Commercial & Multifamily Roofing Across the Florence MSA
Red Door Roofing serves commercial, multifamily, healthcare, hospitality, and logistics property owners across Dillon and the greater Pee Dee commercial market. Dillon's commercial inventory clusters along the I-95 Exit 193 corridor anchored by South of the Border, the US-301 corridor, the Main Street downtown district, and the McLeod Dillon Medical Center healthcare node. Our Dillon portfolio covers hospitality and retail at the I-95 interchange, healthcare and medical-office product, downtown mixed-use, multifamily serving local workforce and healthcare demand, and light-industrial and logistics commercial tied to the I-95 corridor. Every inspection is delivered as a photo-keyed PDF tied to a roof-plan diagram, giving property managers, healthcare facilities directors, hospitality operators, and asset managers the indexed documentation required for carrier claims, lender refinance, and CapEx planning in the post-Florence Pee Dee underwriting environment.

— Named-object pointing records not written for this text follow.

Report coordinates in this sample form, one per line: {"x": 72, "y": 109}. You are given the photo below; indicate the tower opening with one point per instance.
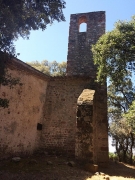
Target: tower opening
{"x": 82, "y": 24}
{"x": 83, "y": 27}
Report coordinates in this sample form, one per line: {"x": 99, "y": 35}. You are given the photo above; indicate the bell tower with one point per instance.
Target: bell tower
{"x": 79, "y": 59}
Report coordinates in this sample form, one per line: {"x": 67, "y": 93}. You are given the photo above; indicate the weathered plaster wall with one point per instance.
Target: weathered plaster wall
{"x": 18, "y": 122}
{"x": 60, "y": 125}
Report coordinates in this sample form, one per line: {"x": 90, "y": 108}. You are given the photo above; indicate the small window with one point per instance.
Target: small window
{"x": 83, "y": 27}
{"x": 82, "y": 22}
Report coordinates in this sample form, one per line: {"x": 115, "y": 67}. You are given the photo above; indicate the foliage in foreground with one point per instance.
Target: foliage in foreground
{"x": 114, "y": 55}
{"x": 50, "y": 68}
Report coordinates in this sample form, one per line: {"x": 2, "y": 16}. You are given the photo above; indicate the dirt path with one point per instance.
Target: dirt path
{"x": 58, "y": 168}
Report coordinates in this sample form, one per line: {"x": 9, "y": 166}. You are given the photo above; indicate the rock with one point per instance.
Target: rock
{"x": 71, "y": 163}
{"x": 91, "y": 167}
{"x": 45, "y": 153}
{"x": 33, "y": 161}
{"x": 107, "y": 178}
{"x": 49, "y": 163}
{"x": 16, "y": 159}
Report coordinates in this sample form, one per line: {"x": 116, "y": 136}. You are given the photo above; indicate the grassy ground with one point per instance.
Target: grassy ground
{"x": 43, "y": 167}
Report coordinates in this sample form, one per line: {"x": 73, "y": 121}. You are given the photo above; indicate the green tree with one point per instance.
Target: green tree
{"x": 50, "y": 68}
{"x": 114, "y": 53}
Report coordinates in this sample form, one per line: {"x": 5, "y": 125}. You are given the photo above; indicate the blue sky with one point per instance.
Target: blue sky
{"x": 52, "y": 44}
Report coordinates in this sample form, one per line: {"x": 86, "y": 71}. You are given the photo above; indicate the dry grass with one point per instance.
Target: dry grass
{"x": 36, "y": 168}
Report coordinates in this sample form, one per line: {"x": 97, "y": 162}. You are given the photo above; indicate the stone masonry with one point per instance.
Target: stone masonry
{"x": 54, "y": 113}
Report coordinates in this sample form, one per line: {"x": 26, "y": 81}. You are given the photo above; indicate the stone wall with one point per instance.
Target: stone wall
{"x": 59, "y": 131}
{"x": 18, "y": 122}
{"x": 80, "y": 60}
{"x": 52, "y": 102}
{"x": 59, "y": 126}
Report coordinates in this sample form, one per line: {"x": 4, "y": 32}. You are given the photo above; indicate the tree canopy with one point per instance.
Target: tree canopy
{"x": 114, "y": 53}
{"x": 50, "y": 68}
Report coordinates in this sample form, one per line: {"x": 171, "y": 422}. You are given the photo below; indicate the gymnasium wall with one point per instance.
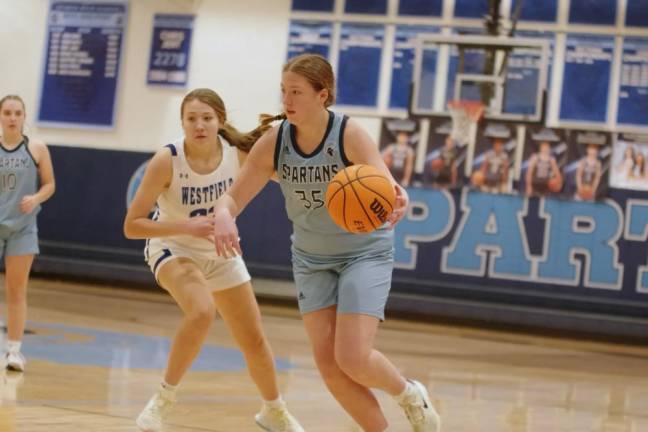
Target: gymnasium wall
{"x": 454, "y": 258}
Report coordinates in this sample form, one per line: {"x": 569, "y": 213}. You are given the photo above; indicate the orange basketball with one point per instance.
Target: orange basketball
{"x": 555, "y": 184}
{"x": 586, "y": 193}
{"x": 437, "y": 164}
{"x": 360, "y": 198}
{"x": 477, "y": 178}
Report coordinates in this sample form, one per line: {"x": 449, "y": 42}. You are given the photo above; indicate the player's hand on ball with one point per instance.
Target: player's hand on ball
{"x": 400, "y": 207}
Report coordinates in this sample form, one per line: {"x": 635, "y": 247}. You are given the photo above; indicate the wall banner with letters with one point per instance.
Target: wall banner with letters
{"x": 169, "y": 61}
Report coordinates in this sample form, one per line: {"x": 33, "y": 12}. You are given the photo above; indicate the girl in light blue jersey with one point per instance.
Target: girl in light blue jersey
{"x": 342, "y": 279}
{"x": 26, "y": 181}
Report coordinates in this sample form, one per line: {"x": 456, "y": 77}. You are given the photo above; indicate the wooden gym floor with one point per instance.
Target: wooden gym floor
{"x": 96, "y": 354}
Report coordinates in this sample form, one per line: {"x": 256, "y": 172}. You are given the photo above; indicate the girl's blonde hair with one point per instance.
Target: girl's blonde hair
{"x": 243, "y": 141}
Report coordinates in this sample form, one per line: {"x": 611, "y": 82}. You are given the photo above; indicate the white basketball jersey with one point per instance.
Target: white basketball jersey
{"x": 191, "y": 194}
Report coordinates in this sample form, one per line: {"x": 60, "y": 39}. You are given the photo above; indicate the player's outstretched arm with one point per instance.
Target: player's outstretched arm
{"x": 360, "y": 149}
{"x": 255, "y": 173}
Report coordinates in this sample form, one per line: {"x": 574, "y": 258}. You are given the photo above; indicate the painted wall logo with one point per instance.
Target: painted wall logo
{"x": 576, "y": 243}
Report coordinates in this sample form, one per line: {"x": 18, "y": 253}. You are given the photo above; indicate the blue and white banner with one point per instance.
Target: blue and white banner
{"x": 169, "y": 61}
{"x": 84, "y": 41}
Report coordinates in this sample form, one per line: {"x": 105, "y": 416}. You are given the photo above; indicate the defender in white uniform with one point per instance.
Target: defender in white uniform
{"x": 191, "y": 195}
{"x": 187, "y": 178}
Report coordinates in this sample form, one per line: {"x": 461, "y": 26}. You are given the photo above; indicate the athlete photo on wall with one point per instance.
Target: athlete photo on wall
{"x": 493, "y": 157}
{"x": 544, "y": 157}
{"x": 399, "y": 139}
{"x": 586, "y": 172}
{"x": 445, "y": 157}
{"x": 629, "y": 169}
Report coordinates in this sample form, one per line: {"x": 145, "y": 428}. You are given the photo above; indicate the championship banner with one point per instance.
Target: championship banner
{"x": 170, "y": 46}
{"x": 84, "y": 43}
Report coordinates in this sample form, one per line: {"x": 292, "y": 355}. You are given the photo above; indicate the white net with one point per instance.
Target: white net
{"x": 465, "y": 116}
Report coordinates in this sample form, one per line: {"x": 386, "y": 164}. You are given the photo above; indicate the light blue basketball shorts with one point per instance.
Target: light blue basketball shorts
{"x": 356, "y": 285}
{"x": 24, "y": 241}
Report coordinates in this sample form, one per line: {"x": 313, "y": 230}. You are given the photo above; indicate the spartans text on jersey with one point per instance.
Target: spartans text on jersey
{"x": 308, "y": 174}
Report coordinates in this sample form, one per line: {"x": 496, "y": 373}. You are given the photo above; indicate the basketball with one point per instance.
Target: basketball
{"x": 437, "y": 164}
{"x": 555, "y": 184}
{"x": 477, "y": 178}
{"x": 360, "y": 198}
{"x": 586, "y": 193}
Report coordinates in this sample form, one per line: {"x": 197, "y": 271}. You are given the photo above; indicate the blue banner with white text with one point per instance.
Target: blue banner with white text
{"x": 84, "y": 44}
{"x": 170, "y": 49}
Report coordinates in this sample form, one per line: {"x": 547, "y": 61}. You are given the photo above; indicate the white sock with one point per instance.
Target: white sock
{"x": 166, "y": 387}
{"x": 409, "y": 389}
{"x": 277, "y": 403}
{"x": 14, "y": 346}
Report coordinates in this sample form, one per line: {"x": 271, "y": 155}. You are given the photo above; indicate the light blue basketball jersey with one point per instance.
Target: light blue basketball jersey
{"x": 304, "y": 178}
{"x": 18, "y": 177}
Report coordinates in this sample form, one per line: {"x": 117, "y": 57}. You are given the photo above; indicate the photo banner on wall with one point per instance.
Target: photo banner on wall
{"x": 84, "y": 44}
{"x": 170, "y": 46}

Red Door Roofing delivers commercial, multifamily, healthcare, hospitality, and logistics roofing services across Dillon and the greater Pee Dee region of South Carolina. Dillon's commercial footprint is anchored by its location at Interstate 95 Exit 193, home of the South of the Border tourist complex that has drawn highway travelers since the 1950s. The city hosts McLeod Dillon Medical Center serving the Pee Dee healthcare network, a small but active downtown commercial district along Main Street, a growing logistics and light-industrial segment tied to the I-95 corridor, and retail and restaurant product supporting both local population and I-95 travelers. Our teams document every Dillon commercial roof assessment with photo-keyed PDF inspection reports that tie each image to a roof-plan quadrant, giving property managers, hospitality operators, healthcare facilities directors, and lenders a defensible record that holds up in carrier review, CapEx planning, and refinance diligence. Commercial roof assemblies across Dillon span low-slope TPO and modified bitumen over retail, hospitality, and small-office product; standing-seam metal on newer industrial and logistics commercial near the I-95 interchange; architectural shingle on garden-style multifamily and small commercial product; and legacy built-up roofing on older downtown and industrial buildings reflecting the city's historic economy. Dillon's storm exposure is among the most significant in inland South Carolina thanks to repeated Pee Dee tropical impacts: Hurricane Florence on 2018-09-14 produced extended-duration tropical-storm wind and catastrophic flooding across Dillon County, and subsequent systems have continued to test the Pee Dee commercial inventory. Red Door crews operate under the Red Door family of companies' South Carolina general-contractor licensure, so Dillon property owners work with a single licensed accountable contractor across inspection, documentation, repair, replacement, and carrier coordination. When we inspect a Dillon roof and find no storm-related damage, we issue a Certificate of Clearance. We never guarantee insurance outcomes because the carrier makes the final determination, but the photo-keyed evidence package we produce represents the most complete, roof-plan-indexed documentation the adjuster or engineer reviewing the claim will see that week, which matters significantly in the post-Florence Pee Dee underwriting environment.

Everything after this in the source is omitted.